It’s true that Parisians (myself included) were not taking the call for social distancing during the coronavirus crisis seriously. When my friend Frances and I arrived at Django last Friday night, the place was packed. Revelers were making so much noise around the bar area that I asked that we be moved to a table around the corner in the back room. The next day, it was announced that all bars and restaurants would be shut until further notice to help prevent such proximity among people, so it turned out to be our last hurrah, at least in terms of a good restaurant meal.
Django, in the ninth arrondissement near Pigalle, is named in honor of the great guitarist Django Reinhardt; it is located on Rue Victor Massé, historic home to numerous guitar stores, and itself occupies what used to be a guitar shop. It is another of those restaurants serving small plates that are currently popular with young people. This one claims to make an effort to use fresh, organic, local ingredients. At first glance, the menu wasn’t promising: too many of the standard offerings for this kind of place, among them burrata and ceviche. We went ahead and ordered five different dishes to share among the two of us (our lovely waiter recommended two or three per person) and hoped for the best.

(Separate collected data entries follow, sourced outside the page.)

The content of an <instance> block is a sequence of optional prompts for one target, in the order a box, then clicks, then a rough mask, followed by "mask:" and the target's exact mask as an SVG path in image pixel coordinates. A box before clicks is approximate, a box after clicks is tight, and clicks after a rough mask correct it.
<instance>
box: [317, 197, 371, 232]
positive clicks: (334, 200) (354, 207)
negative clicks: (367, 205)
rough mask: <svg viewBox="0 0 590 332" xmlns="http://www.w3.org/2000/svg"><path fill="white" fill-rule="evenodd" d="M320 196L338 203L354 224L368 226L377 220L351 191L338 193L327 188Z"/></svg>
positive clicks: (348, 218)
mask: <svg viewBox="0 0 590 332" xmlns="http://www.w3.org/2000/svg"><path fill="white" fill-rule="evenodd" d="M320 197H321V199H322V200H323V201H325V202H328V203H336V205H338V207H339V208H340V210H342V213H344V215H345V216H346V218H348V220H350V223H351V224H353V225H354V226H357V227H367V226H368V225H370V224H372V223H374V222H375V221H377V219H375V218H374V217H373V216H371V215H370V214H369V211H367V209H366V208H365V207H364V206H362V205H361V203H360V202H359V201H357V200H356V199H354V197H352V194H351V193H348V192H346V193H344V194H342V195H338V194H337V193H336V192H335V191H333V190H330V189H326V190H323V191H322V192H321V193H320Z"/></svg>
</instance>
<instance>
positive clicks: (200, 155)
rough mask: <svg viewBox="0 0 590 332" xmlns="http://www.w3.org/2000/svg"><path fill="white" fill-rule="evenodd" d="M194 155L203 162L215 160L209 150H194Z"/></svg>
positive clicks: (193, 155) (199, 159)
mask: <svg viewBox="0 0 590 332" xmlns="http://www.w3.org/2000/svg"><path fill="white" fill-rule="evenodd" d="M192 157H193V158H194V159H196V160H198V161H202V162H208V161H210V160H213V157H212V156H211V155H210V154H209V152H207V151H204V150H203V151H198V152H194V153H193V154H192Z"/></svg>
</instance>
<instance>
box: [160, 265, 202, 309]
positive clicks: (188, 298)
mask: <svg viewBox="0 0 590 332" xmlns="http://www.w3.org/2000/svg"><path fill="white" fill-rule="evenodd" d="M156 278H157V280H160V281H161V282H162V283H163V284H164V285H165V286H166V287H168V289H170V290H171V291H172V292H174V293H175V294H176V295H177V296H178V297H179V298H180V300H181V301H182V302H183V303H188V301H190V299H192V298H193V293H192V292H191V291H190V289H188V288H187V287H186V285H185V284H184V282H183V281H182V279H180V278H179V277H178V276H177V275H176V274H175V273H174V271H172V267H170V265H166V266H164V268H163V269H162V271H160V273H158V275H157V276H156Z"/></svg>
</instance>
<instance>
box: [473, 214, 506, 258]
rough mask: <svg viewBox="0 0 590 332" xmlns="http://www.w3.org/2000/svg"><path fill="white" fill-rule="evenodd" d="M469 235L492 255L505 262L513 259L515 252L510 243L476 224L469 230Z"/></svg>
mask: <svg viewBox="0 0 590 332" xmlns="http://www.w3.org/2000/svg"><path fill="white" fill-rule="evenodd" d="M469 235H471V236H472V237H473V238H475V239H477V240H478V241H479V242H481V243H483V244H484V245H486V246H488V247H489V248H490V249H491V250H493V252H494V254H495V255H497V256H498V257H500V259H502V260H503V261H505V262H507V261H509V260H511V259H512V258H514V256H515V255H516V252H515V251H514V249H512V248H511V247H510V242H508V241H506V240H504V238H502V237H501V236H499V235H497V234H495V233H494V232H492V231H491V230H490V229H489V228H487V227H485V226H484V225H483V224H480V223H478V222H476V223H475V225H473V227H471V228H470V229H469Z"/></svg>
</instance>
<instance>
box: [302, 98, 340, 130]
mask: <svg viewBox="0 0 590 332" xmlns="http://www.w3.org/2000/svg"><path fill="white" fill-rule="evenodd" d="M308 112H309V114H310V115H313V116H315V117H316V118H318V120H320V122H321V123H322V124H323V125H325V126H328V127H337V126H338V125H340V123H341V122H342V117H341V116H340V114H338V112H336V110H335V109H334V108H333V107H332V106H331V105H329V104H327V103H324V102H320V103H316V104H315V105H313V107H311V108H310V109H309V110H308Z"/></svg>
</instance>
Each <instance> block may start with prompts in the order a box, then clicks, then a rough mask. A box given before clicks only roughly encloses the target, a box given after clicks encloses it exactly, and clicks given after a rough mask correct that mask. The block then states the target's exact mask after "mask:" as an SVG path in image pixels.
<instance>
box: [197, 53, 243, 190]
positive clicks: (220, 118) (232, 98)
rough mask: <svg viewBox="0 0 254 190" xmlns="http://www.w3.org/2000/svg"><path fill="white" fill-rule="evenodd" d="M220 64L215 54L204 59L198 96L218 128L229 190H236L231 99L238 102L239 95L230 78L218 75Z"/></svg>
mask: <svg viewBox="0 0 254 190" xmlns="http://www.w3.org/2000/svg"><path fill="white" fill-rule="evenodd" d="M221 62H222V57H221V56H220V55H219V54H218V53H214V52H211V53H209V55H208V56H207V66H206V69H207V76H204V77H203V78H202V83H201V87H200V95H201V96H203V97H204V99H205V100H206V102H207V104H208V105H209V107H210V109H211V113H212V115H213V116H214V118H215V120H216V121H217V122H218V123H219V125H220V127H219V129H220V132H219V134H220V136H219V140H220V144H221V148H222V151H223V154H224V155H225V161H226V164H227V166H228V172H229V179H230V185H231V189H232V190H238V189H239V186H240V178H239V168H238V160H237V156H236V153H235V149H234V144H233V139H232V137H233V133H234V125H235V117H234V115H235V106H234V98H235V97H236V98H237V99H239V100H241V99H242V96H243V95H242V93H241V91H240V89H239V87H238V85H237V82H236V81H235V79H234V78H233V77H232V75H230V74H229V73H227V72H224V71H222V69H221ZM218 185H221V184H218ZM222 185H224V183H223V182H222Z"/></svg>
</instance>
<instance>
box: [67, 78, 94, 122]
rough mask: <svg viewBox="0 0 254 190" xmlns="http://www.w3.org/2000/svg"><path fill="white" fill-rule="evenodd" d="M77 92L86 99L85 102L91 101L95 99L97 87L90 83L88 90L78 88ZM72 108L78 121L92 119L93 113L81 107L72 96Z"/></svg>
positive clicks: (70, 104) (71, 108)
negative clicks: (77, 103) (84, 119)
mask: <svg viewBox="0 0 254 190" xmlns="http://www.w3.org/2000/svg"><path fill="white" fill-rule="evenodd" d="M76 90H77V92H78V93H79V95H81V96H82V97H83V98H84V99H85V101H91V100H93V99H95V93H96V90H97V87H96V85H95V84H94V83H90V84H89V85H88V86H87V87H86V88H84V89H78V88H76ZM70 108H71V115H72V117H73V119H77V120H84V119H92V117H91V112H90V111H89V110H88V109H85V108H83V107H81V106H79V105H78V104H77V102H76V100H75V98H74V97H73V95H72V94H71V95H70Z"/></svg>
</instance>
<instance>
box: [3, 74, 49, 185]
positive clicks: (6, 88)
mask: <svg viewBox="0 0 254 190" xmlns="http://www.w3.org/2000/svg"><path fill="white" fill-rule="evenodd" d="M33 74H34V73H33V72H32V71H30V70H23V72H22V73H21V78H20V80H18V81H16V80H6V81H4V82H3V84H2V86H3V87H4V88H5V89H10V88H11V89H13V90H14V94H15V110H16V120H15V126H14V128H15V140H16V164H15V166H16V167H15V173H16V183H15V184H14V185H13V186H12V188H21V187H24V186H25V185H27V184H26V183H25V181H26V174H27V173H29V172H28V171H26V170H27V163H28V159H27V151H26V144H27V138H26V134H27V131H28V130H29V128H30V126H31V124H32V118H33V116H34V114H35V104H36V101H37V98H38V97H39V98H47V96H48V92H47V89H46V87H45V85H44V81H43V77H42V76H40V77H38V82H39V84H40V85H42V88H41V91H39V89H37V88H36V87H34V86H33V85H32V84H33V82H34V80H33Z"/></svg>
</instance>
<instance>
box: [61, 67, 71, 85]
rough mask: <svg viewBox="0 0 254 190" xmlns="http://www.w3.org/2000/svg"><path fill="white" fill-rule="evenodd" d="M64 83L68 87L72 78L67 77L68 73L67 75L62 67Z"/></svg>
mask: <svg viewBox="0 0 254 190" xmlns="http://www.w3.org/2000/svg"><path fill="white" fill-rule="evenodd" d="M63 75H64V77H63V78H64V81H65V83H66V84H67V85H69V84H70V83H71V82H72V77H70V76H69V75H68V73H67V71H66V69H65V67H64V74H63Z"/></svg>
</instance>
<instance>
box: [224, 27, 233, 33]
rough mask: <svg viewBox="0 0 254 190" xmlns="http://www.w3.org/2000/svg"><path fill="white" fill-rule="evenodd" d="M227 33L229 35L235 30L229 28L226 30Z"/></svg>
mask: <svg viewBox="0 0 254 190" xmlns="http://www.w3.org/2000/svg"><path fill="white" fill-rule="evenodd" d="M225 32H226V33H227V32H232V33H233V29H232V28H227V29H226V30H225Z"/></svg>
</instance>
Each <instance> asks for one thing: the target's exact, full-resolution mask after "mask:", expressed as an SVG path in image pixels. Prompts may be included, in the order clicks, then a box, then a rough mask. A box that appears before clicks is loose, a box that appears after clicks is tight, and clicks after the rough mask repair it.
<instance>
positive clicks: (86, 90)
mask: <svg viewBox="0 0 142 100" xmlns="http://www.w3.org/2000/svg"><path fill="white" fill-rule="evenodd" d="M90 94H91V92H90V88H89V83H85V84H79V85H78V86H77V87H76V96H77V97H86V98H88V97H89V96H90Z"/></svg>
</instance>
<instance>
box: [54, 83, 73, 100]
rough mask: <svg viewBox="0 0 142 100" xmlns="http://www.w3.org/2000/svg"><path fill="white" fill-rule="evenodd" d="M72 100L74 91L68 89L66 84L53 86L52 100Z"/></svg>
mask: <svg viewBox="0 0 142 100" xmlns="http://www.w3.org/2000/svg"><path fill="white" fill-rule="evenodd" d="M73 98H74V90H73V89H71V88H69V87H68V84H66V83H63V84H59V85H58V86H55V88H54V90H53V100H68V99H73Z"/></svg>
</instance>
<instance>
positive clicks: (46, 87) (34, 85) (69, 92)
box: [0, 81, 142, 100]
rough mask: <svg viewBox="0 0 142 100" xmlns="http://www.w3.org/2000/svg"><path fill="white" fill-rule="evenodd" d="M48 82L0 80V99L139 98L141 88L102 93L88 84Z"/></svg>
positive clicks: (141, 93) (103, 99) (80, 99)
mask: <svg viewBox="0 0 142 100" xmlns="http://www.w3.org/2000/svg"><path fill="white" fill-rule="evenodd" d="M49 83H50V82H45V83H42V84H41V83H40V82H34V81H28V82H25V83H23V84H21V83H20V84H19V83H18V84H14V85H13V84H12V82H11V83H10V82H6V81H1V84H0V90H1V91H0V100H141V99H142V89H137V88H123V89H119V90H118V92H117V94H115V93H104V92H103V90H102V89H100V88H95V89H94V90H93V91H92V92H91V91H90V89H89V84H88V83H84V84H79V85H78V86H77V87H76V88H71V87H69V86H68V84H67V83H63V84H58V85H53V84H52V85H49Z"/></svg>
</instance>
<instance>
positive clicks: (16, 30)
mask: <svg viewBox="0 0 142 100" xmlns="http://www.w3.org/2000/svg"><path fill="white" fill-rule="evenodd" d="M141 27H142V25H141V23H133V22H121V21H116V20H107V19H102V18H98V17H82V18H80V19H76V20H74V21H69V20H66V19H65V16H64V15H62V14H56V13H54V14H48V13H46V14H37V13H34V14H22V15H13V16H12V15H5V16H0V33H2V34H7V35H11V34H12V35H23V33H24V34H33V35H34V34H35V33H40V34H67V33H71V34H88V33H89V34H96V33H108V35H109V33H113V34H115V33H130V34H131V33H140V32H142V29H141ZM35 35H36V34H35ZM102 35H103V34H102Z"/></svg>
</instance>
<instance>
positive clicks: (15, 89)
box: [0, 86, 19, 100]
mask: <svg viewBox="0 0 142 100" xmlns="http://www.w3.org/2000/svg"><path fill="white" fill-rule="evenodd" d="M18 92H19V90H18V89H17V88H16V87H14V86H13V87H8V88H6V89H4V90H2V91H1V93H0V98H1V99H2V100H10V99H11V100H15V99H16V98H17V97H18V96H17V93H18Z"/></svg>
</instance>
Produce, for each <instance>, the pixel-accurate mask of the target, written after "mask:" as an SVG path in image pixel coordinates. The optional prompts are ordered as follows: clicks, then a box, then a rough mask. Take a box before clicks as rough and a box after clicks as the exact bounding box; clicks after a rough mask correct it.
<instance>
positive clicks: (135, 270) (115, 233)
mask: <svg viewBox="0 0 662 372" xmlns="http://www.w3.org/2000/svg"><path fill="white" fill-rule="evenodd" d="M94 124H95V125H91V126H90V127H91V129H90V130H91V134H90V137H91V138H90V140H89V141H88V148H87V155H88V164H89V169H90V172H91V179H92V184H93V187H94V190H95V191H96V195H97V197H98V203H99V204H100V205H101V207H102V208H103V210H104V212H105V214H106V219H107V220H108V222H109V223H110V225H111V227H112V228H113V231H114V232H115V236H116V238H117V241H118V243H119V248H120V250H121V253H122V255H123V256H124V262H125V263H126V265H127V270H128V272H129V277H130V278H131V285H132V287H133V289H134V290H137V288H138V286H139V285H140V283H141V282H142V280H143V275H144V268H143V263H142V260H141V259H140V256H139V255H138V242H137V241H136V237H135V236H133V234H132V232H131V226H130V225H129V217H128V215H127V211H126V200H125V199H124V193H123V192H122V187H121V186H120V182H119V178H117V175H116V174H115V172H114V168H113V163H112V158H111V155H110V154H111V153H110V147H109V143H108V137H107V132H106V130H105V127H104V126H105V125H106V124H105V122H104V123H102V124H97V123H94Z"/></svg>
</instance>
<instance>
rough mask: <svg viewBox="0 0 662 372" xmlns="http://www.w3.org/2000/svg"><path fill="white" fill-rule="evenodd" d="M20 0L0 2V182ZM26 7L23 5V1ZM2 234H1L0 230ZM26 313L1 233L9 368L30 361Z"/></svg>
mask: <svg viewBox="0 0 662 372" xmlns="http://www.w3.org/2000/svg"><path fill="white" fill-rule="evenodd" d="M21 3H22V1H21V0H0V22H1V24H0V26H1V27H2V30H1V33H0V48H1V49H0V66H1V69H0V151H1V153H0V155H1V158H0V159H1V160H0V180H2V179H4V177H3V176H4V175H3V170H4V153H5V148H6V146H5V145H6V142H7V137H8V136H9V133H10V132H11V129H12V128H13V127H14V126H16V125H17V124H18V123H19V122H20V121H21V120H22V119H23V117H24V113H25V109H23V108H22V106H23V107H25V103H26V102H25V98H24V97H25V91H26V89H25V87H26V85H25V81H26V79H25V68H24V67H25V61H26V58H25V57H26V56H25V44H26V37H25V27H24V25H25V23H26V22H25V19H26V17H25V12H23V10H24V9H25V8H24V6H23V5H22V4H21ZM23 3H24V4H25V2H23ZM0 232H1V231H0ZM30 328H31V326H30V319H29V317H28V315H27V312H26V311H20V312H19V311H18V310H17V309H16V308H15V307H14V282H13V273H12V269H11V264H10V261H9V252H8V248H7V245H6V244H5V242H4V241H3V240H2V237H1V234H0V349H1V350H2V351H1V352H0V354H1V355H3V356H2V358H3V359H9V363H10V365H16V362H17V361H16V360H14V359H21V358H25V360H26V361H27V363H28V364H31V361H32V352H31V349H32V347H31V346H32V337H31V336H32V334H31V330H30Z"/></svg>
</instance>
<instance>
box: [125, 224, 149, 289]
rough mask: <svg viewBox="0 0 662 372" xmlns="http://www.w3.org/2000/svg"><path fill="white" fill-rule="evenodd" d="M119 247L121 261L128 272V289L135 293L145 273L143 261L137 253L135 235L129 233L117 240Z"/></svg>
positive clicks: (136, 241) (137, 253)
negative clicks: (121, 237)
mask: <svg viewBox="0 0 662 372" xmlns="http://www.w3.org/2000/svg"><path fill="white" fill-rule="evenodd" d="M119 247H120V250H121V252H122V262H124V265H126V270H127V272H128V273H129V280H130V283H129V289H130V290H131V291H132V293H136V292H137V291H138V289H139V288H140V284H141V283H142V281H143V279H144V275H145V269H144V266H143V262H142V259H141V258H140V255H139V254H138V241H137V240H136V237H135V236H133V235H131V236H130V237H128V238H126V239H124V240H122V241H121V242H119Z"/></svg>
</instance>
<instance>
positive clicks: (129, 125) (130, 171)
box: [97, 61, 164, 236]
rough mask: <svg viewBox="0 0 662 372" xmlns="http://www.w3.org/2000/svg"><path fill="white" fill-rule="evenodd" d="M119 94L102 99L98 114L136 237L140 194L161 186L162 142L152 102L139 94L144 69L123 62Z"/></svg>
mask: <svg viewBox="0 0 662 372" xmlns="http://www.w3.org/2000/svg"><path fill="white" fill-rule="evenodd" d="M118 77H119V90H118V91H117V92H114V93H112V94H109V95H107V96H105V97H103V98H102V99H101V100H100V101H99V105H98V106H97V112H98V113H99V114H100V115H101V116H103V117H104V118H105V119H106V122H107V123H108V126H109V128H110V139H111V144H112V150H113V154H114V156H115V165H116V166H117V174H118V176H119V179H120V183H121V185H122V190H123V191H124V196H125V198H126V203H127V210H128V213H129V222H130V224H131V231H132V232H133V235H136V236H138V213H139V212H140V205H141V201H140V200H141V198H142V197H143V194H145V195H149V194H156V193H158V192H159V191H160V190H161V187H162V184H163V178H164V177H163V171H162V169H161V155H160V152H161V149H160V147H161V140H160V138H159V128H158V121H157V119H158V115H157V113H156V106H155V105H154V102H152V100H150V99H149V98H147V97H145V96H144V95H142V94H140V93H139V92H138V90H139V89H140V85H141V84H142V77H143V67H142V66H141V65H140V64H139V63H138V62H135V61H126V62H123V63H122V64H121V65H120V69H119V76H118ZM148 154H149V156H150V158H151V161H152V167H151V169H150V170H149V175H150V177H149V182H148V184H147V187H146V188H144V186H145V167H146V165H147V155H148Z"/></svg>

To our surprise, the best was what we got. We started with the burrata, which was wonderfully paired with a slightly sweet jelly made with beets and an endive and walnut salad.
Before we ordered the asparagus, we checked to make sure that it was fresh. It was – super-fresh, in fact, and slightly undercooked, so that it had a nice snap to it. It was served in a refreshing and original way: with diced granny apple, cédrat (citron) and Parmesan.
The ceviche, which came with puréed sweet potato and za’atar, didn’t appeal to me at first, but after letting the flavors develop in the mouth, I began to really appreciate the spices with the fish and the down-to-earth sweet potato, which had seemed like a strange combination at first.
The two hot dishes that came next were just as good if not better. The fry-up of oyster and enoki mushrooms and emulsion of carrots and ginger was an earthy dream.
Even the marinated octopus salad had some interesting additions: kumquats and kale lightly cooked in a red-wine reduction (the too-worthy vegetable was greatly improved by that treatment).
Those five dishes (plus lots of good dark bread) had filled us up, but we ordered one of the two desserts just to try it: chocolate lava cake with crème fraîche and salted-butter caramel. It was the least original of all the dishes we tried, but it was very tasty and perfectly executed.
I went into Django with low expectations and left looking forward to my next visit. That’s the way it should be. Now the question is, when will it be possible to go back?